HAPS görüntüleri ve tedavi yanıtı arasında KKA hastalarındaki tedavi yanıtını araştıran bilgimiz dahilindeki tek çalışmada da tedavi öncesi HAPS'de (tümör ortalama sayımları/karaciğer sayım ortalaması) veya MRG’nin genel sağkalım süresi arasında ilişki gösterilememiştir [161]. Sadece ΔVol(2SD) yaşam süresi ile ilişkili bulunmuştur. Bizim çalışmamızda da benzer şekilde hepatik arter perfüzyon parametreleri ile tedavi yanıtı öngörülememektedir. Bunun nedeni planlama anjiyografisinde kullanılan radyofarmasötiğin yapısının tedavide kullanılan mikrokürelerden farklı olması ve tedavide kullanılan mikroküre partikül sayısının HAPS'nde kullanılan MAA partikül sayısından fazla olması olabilir. Parçacık yapısında olmakla birlikte çap ve dansite açısından farklı olmaları nedeni ile Tc-99m MAA partikülleri ile tedavi sonrası mikroküre dağılımı farklı olabilmektedir. Bir çalışmada, resin mikrokürelerle tedavi edilen hastaların %68'inde HAPS'da izlenen Tc-MAA aktivitesi ile tedavi sonrası ölçülen Y90 aktivitesi arasında %10'dan fazla fark bulunmuştur [93]. Bir başka olası neden de iki farklı anjografik uygulama yapılmasıdır. Her ne kadar birebir aynı şekilde uygulanmaya çalışılsa da katater yerleşimine ve infüzyon basıncına göre uygulamalar arasında farklılık gelişebilmektedir. Bu durum da HAPS'ta elde edilen perfüzyon paterni ile tedavi yanıtı uyumsuzluğuna katkıda bulunuyor olabilir.

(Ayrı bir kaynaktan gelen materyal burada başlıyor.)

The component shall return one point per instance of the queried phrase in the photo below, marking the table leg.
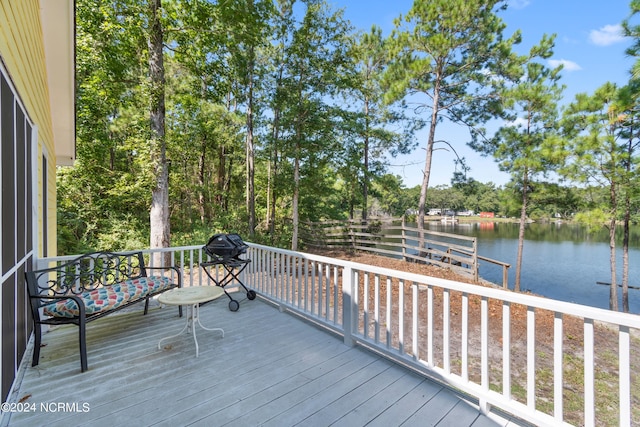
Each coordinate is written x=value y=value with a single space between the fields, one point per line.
x=193 y=317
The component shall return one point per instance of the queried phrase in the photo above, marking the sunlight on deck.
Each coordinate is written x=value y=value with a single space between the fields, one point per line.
x=269 y=369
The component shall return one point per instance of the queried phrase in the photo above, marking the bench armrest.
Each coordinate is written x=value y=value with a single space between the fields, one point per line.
x=76 y=299
x=176 y=269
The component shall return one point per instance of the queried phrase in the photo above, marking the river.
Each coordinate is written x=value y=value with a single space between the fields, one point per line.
x=561 y=260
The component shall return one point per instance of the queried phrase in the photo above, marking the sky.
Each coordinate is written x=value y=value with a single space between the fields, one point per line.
x=588 y=42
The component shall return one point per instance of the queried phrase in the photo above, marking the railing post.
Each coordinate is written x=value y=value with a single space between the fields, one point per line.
x=404 y=239
x=347 y=305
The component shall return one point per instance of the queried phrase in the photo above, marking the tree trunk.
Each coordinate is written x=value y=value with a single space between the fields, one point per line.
x=428 y=158
x=250 y=192
x=201 y=168
x=365 y=178
x=296 y=197
x=159 y=212
x=613 y=294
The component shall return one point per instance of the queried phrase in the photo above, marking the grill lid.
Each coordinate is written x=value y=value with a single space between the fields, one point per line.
x=225 y=246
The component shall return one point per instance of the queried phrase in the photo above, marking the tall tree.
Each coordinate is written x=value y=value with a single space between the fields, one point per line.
x=160 y=229
x=628 y=101
x=314 y=66
x=446 y=56
x=378 y=127
x=596 y=155
x=521 y=146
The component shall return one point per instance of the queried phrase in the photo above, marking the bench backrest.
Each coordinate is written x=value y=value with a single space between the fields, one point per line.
x=85 y=273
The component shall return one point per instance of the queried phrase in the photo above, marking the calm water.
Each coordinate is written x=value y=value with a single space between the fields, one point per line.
x=560 y=261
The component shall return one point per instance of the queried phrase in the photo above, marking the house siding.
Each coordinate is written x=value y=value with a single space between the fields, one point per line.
x=26 y=113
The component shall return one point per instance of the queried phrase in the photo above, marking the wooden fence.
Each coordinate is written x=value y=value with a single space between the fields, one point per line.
x=392 y=237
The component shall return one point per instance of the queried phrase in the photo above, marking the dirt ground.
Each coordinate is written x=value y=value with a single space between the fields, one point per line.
x=605 y=338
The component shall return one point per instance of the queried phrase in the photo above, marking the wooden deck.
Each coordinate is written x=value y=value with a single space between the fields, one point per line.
x=270 y=369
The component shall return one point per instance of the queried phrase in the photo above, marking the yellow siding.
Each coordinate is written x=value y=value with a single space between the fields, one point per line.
x=22 y=53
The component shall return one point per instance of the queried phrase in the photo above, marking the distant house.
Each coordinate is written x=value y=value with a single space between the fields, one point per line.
x=37 y=133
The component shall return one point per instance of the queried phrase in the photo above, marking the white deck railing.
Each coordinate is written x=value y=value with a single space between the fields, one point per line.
x=544 y=361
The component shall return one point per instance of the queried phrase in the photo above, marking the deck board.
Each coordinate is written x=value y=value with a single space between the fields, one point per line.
x=269 y=369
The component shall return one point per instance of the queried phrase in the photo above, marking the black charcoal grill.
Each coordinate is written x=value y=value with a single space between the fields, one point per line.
x=224 y=251
x=225 y=246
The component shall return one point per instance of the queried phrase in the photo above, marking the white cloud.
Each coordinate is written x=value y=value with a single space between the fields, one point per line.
x=567 y=65
x=517 y=123
x=607 y=35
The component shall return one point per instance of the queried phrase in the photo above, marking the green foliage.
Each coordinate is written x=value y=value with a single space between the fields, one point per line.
x=326 y=104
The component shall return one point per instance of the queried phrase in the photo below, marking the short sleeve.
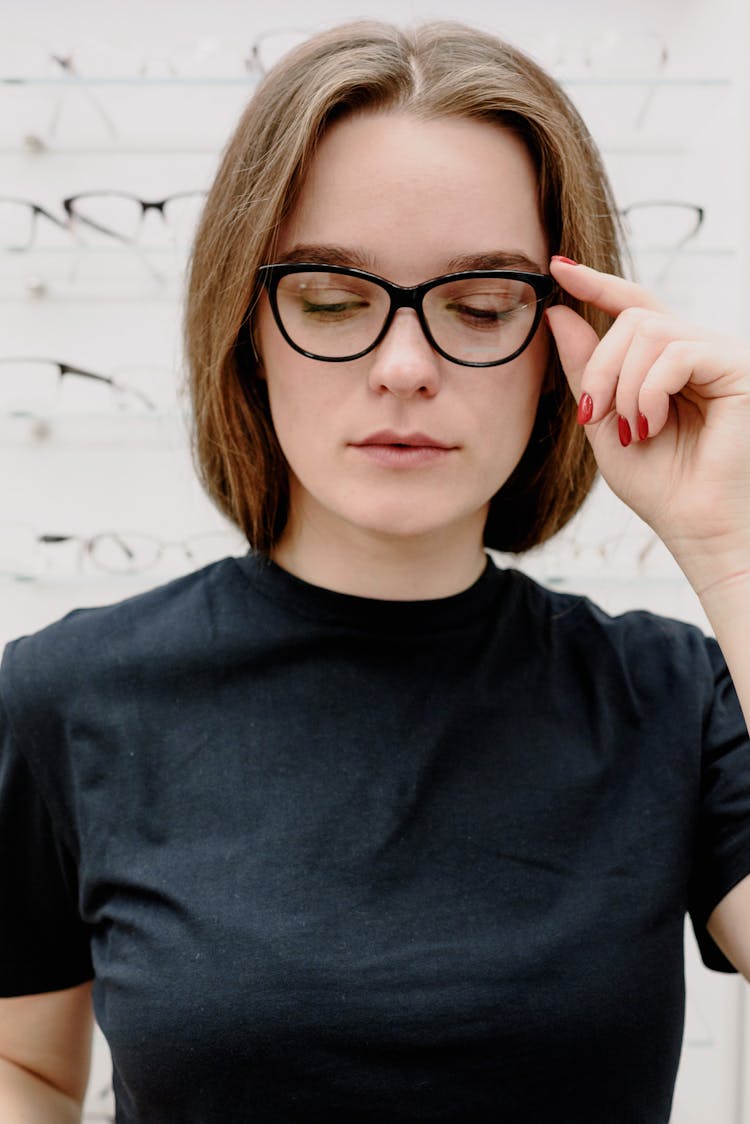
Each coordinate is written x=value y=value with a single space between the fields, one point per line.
x=44 y=945
x=722 y=854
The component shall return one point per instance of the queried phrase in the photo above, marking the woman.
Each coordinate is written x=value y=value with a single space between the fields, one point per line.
x=360 y=826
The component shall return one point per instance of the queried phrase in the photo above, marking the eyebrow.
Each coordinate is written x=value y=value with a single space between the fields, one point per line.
x=321 y=254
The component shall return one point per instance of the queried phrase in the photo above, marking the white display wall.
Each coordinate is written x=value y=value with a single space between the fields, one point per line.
x=139 y=98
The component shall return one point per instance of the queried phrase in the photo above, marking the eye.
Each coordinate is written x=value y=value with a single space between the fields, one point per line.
x=331 y=304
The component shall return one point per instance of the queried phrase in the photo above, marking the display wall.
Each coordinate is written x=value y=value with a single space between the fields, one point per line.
x=107 y=107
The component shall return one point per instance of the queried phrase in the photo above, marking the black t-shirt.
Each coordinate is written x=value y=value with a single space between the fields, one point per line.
x=339 y=859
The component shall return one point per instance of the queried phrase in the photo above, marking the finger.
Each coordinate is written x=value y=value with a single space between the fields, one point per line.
x=602 y=377
x=641 y=397
x=576 y=342
x=611 y=293
x=708 y=369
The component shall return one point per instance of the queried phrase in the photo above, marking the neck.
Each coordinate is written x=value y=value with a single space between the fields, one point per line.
x=383 y=567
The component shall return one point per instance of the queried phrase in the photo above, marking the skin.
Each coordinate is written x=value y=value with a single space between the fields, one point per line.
x=688 y=479
x=357 y=525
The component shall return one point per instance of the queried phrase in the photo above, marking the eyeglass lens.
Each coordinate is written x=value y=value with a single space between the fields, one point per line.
x=472 y=319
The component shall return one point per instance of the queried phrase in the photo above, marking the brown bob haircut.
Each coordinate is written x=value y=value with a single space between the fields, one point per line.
x=432 y=71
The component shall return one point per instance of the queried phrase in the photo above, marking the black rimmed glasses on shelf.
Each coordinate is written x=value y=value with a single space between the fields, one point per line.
x=475 y=317
x=665 y=224
x=27 y=554
x=120 y=215
x=662 y=227
x=32 y=387
x=19 y=220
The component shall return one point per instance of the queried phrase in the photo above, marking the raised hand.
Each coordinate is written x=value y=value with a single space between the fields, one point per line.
x=667 y=411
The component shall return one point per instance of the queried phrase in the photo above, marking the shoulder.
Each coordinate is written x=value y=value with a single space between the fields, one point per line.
x=642 y=647
x=106 y=647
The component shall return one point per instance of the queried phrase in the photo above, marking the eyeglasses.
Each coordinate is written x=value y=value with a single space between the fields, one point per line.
x=476 y=318
x=662 y=227
x=119 y=215
x=26 y=554
x=43 y=387
x=18 y=223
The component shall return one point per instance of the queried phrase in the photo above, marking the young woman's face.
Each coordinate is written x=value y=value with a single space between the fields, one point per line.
x=404 y=443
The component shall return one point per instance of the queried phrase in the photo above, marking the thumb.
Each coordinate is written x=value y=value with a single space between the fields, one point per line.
x=576 y=342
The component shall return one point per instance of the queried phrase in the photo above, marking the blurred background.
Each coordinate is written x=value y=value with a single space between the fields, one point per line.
x=106 y=108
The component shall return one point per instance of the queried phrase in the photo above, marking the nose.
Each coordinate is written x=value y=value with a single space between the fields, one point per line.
x=404 y=362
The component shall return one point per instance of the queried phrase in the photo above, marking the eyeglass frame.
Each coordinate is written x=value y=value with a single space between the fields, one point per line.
x=64 y=369
x=145 y=205
x=404 y=297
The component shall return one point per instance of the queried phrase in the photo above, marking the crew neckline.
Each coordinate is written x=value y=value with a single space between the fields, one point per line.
x=315 y=603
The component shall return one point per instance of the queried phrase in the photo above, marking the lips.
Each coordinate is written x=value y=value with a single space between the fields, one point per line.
x=389 y=450
x=390 y=438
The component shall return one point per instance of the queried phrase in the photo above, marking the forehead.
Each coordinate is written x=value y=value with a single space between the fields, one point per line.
x=410 y=195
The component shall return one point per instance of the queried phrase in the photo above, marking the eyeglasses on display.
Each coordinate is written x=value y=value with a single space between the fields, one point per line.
x=27 y=554
x=475 y=318
x=42 y=387
x=119 y=215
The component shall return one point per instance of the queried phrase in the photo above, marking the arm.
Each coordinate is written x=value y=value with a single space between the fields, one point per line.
x=45 y=1051
x=667 y=411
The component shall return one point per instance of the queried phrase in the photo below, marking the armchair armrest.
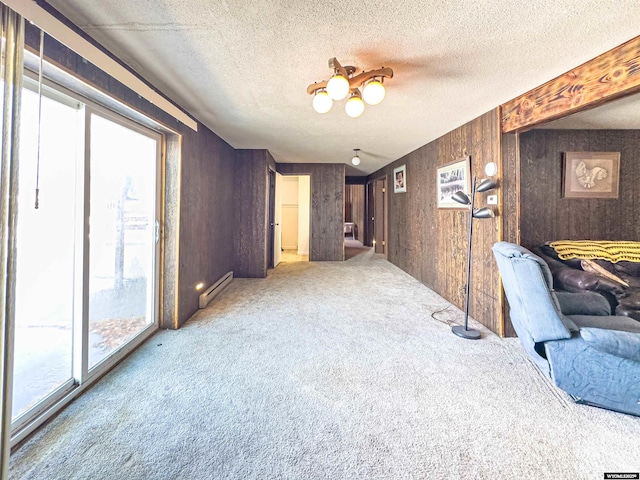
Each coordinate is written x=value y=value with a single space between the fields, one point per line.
x=614 y=342
x=583 y=303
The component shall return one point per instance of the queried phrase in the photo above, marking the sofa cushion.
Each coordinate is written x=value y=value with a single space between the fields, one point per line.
x=613 y=322
x=613 y=342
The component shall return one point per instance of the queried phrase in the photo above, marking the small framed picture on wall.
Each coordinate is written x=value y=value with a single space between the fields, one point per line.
x=591 y=175
x=453 y=177
x=400 y=179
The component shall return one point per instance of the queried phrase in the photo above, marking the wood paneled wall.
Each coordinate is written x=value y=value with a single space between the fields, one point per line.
x=327 y=207
x=354 y=208
x=430 y=243
x=546 y=216
x=205 y=187
x=251 y=213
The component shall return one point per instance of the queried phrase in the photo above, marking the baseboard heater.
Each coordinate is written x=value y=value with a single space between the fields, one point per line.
x=211 y=292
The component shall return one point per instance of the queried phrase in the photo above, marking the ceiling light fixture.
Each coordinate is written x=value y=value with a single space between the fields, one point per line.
x=356 y=159
x=344 y=83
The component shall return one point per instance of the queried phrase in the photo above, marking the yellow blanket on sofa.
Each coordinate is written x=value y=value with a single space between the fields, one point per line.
x=597 y=250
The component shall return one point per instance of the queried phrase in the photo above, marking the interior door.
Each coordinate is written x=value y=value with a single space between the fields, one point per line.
x=379 y=229
x=277 y=228
x=369 y=232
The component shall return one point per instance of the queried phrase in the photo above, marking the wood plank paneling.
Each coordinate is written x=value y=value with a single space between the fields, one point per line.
x=510 y=183
x=204 y=207
x=546 y=216
x=611 y=75
x=251 y=213
x=327 y=207
x=430 y=243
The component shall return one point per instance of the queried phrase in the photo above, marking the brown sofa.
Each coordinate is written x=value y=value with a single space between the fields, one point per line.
x=621 y=286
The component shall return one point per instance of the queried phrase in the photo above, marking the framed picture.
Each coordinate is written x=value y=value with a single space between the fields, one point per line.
x=400 y=179
x=591 y=175
x=453 y=177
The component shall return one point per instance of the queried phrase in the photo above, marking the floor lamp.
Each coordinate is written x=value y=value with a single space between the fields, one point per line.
x=461 y=197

Çalışmanın kısıtlılıkları:

Retrospektif bir çalışma olması, hasta verilerinin eksik olması nedeniyle parametreler ile ilişkileri saptamak için çalışmaya dahil edilen hasta sayısı yetersiz kalmıştır. Hasta sayısının az olması nedeniyle alt grup çalışmaları yeterince yapılamamıştır.

Prospektif ve daha yüksek sayıda hasta içeren çalışmalarla bu verilerin desteklenmesi gerekmektedir. Tedavi yanıtı FDG PET-BT ile değerlendirilen hasta sayısının azlığı da bir başka kısıtlılık olarak dikkati çekmektedir. Çünkü bu çalışmanın sonuçları KKA hastaların izlemlerinin metabolik görüntülemeyle yapılmasının daha doğru olacağını düşündürmektedir. RECIST’in hastaların cevaplarının değerlendirilmesinde eksiklikleri olduğu görülmektedir.